Thursday, January 31, 2008

Playing the Victim Card

In my last column, I took exception to the belief that people who do bad things are really "good" inside. This was in reference to the beating and sexual violation of a girl in Lincoln Park. Of all the statements made by both sides of this tragedy, the one which disturbed me the most was made by the mother of the alleged ringleader of the attack. She insisted that her daughter was a victim, too.
A victim of what or whom? Certainly the schools are not responsible for creating a violent young woman who has two children at the age of seventeen. I don't think that peer pressure forced this girl to make all of her bad decisions. Who's left to take the responsibility?
The "victim card" is played so often in our society that it is losing its validity.
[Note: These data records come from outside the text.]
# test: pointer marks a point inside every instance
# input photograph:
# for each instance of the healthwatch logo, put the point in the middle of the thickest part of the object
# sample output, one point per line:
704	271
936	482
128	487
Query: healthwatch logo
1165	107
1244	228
It is commonplace for perpetrators to shirk responsibility for what they have done and point the finger elsewhere. I fail to see why any young person who has the opportunity to learn and better herself is a victim of anything except her own upbringing.
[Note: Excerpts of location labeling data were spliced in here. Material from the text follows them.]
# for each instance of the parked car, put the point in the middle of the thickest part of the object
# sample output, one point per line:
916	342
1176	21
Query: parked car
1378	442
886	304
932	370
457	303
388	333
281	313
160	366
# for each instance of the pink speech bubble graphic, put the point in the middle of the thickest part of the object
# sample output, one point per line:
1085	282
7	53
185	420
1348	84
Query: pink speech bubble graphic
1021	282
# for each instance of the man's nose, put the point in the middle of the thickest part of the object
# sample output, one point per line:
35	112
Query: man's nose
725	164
Bruno Bettelheim was a Jewish prisoner in a Nazi concentration camp. Like many prisoners, his hands developed frostbite and gangrene in the bitter winter weather. Knowing that he needed the use of his hands to keep working (and stay alive), he visited the camp infirmary even though it was almost impossible for a Jew to get treatment. When the screeching SS officer challenged Bettelheim's right to medical help, Bettelheim replied calmly, without begging or arrogance, that he needed the removal of the dead skin on his hands so that he could work as ordered. The SS officer grabbed Bettelheim's hands and began to tear off the dead flesh. Bettelheim made no protest. The SS officer stopped and ordered Bettelheim into the clinic and watched him for signs of weakness or pain as the festering flesh was cut off. Bettelheim remained calm. The result was that the SS officer gave Bettelheim a card which gave him immediate admittance into the clinic thereafter,
Bettelheim explains: "Because my behavior did not correspond to what he expected of Jewish prisoners on the basis of his projection, he could not...activate the anxieties that went with his stereotype." In other words, if Bettelheim did not act like a victim, he would not be treated as one.
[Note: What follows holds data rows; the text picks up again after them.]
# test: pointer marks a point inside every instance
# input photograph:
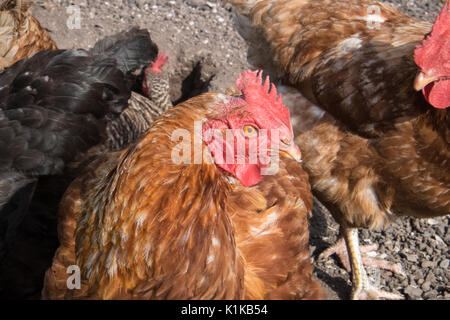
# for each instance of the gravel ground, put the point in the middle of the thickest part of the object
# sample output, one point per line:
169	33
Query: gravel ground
202	44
Brent Staples, in his essay "Black Men And Public Space," wrote of how his presence would disturb white people he would encounter on the sidewalk at night when he was a student at the University of Chicago. Used to being "scarcely noticeable" in the tough Pennsylvania industrial town of his youth, Staples realized that as a "youngish black man--a broad six feet two inches with a beard and billowing hair," he triggered strangers' fears because of their stereotypical beliefs regarding young black men.
Later, as a journalist, Staples was often the target of prejudicial thinking, once being mistaken for a burglar at the very paper for which he was writing. Staples admits that often he had to "smother the rage (he) felt so often at being taken for a criminal." To his credit, he did smother that rage and instead chose to quietly prove to people that their preconceived notions about him were wrong.
I do not mean to minimize the effects of prejudice in our society. I have been guilty of it myself. Once, on the first day of classes, I watched in silent dismay as a burly young man, dog collar around his neck, six-inch-tall spikes of hair on an otherwise shaved head, and, what seemed to me, an angry scowl on his face, walked into my room. Without ever having seen this boy before, I prepared myself for the worst. That young man was one of the most thoughtful, considerate and decent students it has been my privilege to teach.
There are two lessons to be learned in all of this: (1) People of all kinds are still often the victims of one prejudice or another. (2) The best way for victims to combat prejudice is not to act out in violence and anger. The best way is to follow the examples of Gandhi and Martin Luther King, Jr. Refuse to be a victim. Choose to be a leader.